LARAIA, Roque. Cultura: um conceito antropológico. Rio de Janeiro: Zahar, 1988. p. 75.

 
O relativismo cultural
Para evitar visões distorcidas e etnocêntricas sobre o “outro” – como a expressa na citação de Kipling, anteriormente, – a Antropologia propõe uma análise sobre aquele que é diferente de nós fundada no chamado relativismo cultural. Relativizar culturalmente significa que, ao falarmos sobre outros povos e grupos, precisamos antes nos indagar: como concebemos a sociedade da qual fazemos parte? Podemos definir outros povos e culturas como primitivos ou arcaicos, civilizados ou não? Quais parâmetros seriam utilizados para tal definição? Até que ponto uma classificação desse tipo seria adequada, ou tendenciosa?
Cabe refletir e entender que outras sociedades ou grupos sociais têm concepções e valores diferentes dos nossos acerca da vida e do mundo, por exemplo – nem melhores, nem piores. Isto pode ser explicado por inúmeros fatores inter-relacionados, fruto das distintas experiências e de uma complexa teia de relações sociais, constituídas historicamente no âmbito de cada cultura.
Nossa perspectiva cultural (a educação do nosso olhar) normalmente está relacionada com o lugar social ocupado por nós e as relações estabelecidas com os demais, na sociedade. O modo como vemos o mundo, apreciamos as coisas de forma valorativa e moral, nossos comportamentos sociais e até posturas corporais são produtos de uma herança cultural, analisa Laraia.
As Ciências Sociais, em especial a Antropologia, ao ampliar nosso conhecimento acerca de outras culturas e suas expressões, nos ajudam a relativizar nossa visão de mundo. Em outras palavras, fazem refletir sobre as diferenças entre as diversas culturas e aprimoram a perspectiva por meio da qual percebemos e interpretamos a própria cultura. Esse processo também nos ensina que muitos comportamentos e visões de mundo que nos parecem “naturais” ou “biológicos” na verdade são produtos da cultura, já que variam em diferentes grupos e sociedades.
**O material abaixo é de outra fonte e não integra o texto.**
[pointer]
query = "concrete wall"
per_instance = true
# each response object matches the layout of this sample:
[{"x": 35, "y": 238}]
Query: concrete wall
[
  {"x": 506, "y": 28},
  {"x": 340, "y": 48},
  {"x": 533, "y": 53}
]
O reconhecimento da existência do outro, de culturas de diferentes grupos, povos e sociedades (a alteridade), implica a experiência do contato com outras culturas, a aceitação das diferenças. Essa é uma forma de desvendar alguns aspectos da nossa cultura que antes nos passavam despercebidos.


Alteridade
Do latim alteritas (‘outro’), indica a condição daquilo que é diferente, distinto.